Note: Please read to the end before marking this as duplicate. While it's similar, the scope of what I'm looking for in an answer extends beyond what the previous question was asking for.
Widespread practice, which I tend to agree with, tends to be treating close
purely as a resource-deallocation function for file descriptors rather than a potential IO operation with meaningful failure cases. And indeed, prior to the resolution of issue 529, POSIX left the state of the file descriptor (i.e. whether it was still allocated or not) unspecified after errors, making it impossible to respond portably to errors in any meaningful way.
However, a lot of GNU software goes to great lengths to check for errors from close
, and the Linux man page for close
calls failure to do so "a common but nevertheless serious programming error". NFS and quotas are cited as circumstances under which close
might produce an error but does not give details.
What are the situations under which close
might fail, on real-world systems, and are they relevant today? I'm particularly interested in knowing whether there are any modern systems where close
fails for any non-NFS, non-device-node-specific reasons, and as for NFS or device-related failures, under what conditions (e.g. configurations) they might be seen.
Once upon a time (24 march, 2007), Eric Sosman had the following tale to share in the comp.lang.c newsgroup:
(Let me begin by confessing to a little white lie: It wasn't
fclose() whose failure went undetected, but the POSIX close()
function; this part of the application used POSIX I/O. The lie
is harmless, though, because the C I/O facilities would have
failed in exactly the same way, and an undetected failure would
have had the same consequences.

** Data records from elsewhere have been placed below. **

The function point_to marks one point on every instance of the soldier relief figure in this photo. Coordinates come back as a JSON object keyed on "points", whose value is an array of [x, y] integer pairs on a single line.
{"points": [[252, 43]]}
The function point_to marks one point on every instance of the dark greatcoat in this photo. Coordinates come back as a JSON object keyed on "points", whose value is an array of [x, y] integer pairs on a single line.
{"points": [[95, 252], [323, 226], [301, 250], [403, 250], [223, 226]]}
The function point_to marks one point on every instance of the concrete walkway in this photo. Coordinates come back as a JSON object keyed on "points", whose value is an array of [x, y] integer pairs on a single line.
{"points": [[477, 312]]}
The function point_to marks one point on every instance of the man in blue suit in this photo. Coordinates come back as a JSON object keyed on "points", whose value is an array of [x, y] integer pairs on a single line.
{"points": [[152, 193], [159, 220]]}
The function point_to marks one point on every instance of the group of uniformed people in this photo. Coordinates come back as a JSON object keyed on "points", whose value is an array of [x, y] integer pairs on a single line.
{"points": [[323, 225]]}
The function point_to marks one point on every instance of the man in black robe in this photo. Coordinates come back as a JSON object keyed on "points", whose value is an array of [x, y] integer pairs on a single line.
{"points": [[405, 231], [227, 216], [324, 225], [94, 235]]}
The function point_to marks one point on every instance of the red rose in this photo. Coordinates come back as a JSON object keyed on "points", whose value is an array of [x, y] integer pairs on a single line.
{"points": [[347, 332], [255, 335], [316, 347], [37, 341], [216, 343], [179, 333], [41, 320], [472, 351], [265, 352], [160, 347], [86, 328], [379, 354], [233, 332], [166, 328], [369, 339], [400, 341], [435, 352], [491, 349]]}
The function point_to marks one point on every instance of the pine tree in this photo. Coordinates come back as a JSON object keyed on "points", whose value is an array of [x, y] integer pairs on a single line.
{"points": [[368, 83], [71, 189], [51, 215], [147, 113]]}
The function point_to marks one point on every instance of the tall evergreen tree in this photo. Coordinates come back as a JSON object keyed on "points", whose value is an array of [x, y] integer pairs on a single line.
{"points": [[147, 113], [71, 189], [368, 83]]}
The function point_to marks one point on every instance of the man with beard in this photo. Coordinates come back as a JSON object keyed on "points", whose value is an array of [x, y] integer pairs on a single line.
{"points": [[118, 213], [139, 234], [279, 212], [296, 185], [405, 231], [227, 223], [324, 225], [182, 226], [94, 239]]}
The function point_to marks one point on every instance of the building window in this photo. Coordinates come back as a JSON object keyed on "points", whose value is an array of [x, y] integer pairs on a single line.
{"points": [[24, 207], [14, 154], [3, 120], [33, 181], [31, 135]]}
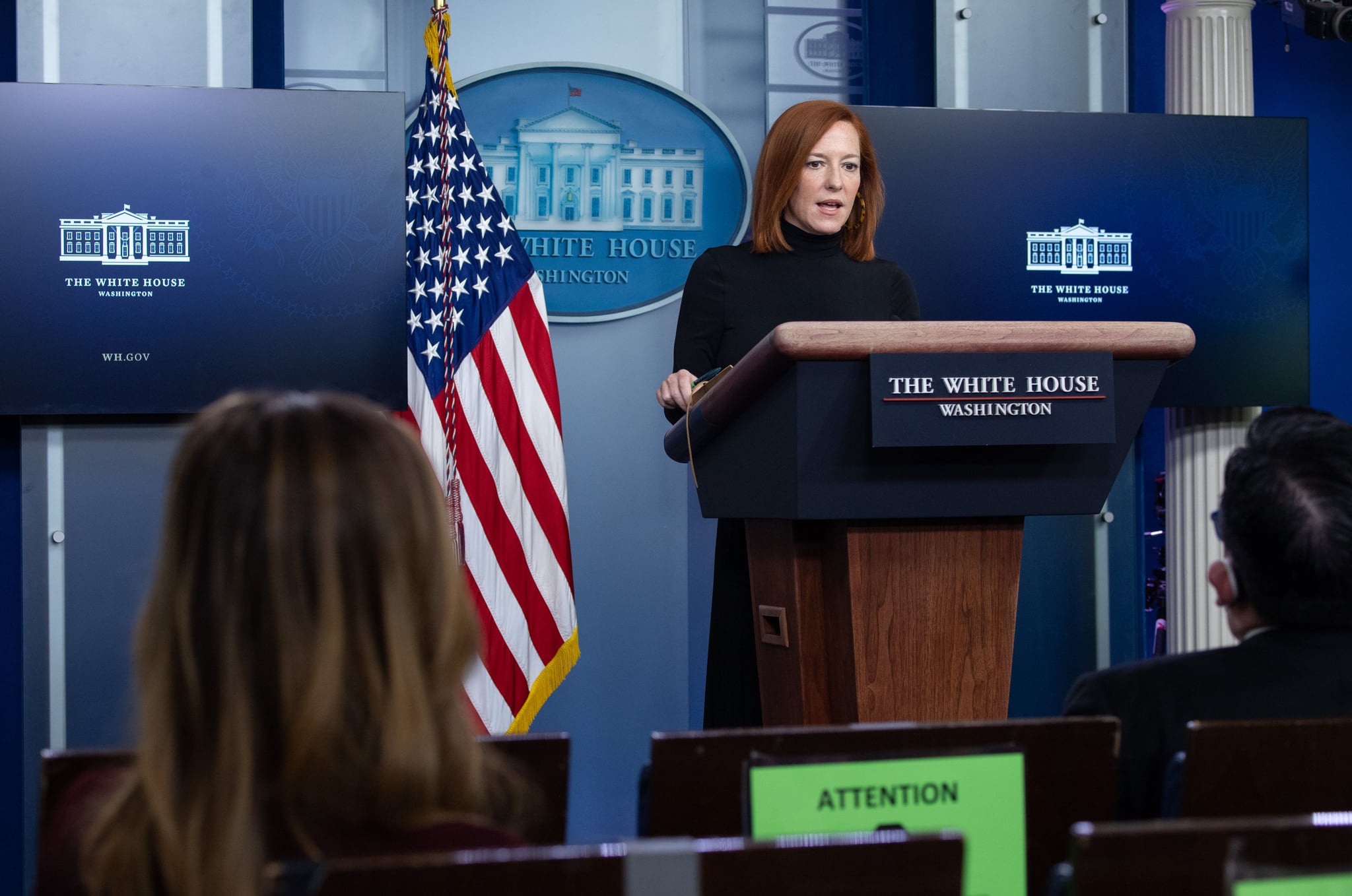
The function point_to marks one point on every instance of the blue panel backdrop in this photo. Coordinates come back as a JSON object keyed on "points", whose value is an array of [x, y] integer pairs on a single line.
{"points": [[1309, 81]]}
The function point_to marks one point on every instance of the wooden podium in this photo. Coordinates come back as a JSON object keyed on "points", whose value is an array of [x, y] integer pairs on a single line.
{"points": [[885, 580]]}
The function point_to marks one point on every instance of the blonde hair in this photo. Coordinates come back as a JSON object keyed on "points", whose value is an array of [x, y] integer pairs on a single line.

I'll describe what happened in
terms of C's I/O to avoid dwelling on POSIX too much.)
The situation was very much as Richard Tobin described.
The application was a document management system that loaded a
document file into memory, applied the user's edits to the in-
memory copy, and then wrote everything to a new file when told
to save the edits. It also maintained a one-level "old version"
backup for safety's sake: the Save operation wrote to a temp
file, and then if that was successful it deleted the old backup,
renamed the old document file to the backup name, and renamed the
temp file to the document. bak -> trash, doc -> bak, tmp -> doc.
The write-to-temp-file step checked almost everything. The
fopen(), obviously, but also all the fwrite()s and even a final
fflush() were checked for error indications -- but the fclose()
was not. And on one system it happened that the last few disk
blocks weren't actually allocated until fclose() -- the I/O
system sat atop VMS' lower-level file access machinery, and a
little bit of asynchrony was inherent in the arrangement.
The customer's system had disk quotas enabled, and the
victim was right up close to his limit. He opened a document,
edited for a while, saved his work thus far, and exceeded his
quota -- which went undetected because the error didn't appear
until the unchecked fclose(). Thinking that the save succeeded,
the application discarded the old backup, renamed the original
document to become the backup, and renamed the truncated temp
file to be the new document. The user worked a little longer
and saved again -- same thing, except you'll note that this time
the only surviving complete file got deleted, and both the
backup and the master document file are truncated. Result: the
whole document file became trash, not just the latest session
of work but everything that had gone before.
As Murphy would have it, the victim was the boss of the
department that had purchased several hundred licenses for our
software, and I got the privilege of flying to St. Louis to be
thrown to the lions.
[...]
In this case, the failure of fclose() would (if detected) have
stopped the delete-and-rename sequence. The user would have been
told "Hey, there was a problem saving the document; do something
about it and try again. Meanwhile, nothing has changed on disk."
Even if he'd been unable to save his latest batch of work, he would
at least not have lost everything that went before.
Consider the inverse of your question: "Under what situations can we guarantee that close
will succeed?" The answer is:
- when you call it correctly, and
- when you know that the file system the file is on does not return errors from
close
in this OS and Kernel version
If you are convinced that you program doesn't have any logic errors and you have complete control over the Kernel and file system, then you don't need to check the return value of close
.
Otherwise, you have to ask yourself how much you care about diagnosing problems with close
. I think there is value in checking and logging the error for diagnostic purposes:
- If a coder makes a logic error and passes an invalid fd to
close
, then you'll be able to quickly track it down. This may help to catch a bug early before it causes problems.
- If a user runs the program in an environment where
close
does return an error when (for example) data was not flushed, then you'll be able to quickly diagnose why the data got corrupted. It's an easy red flag because you know the error should not occur.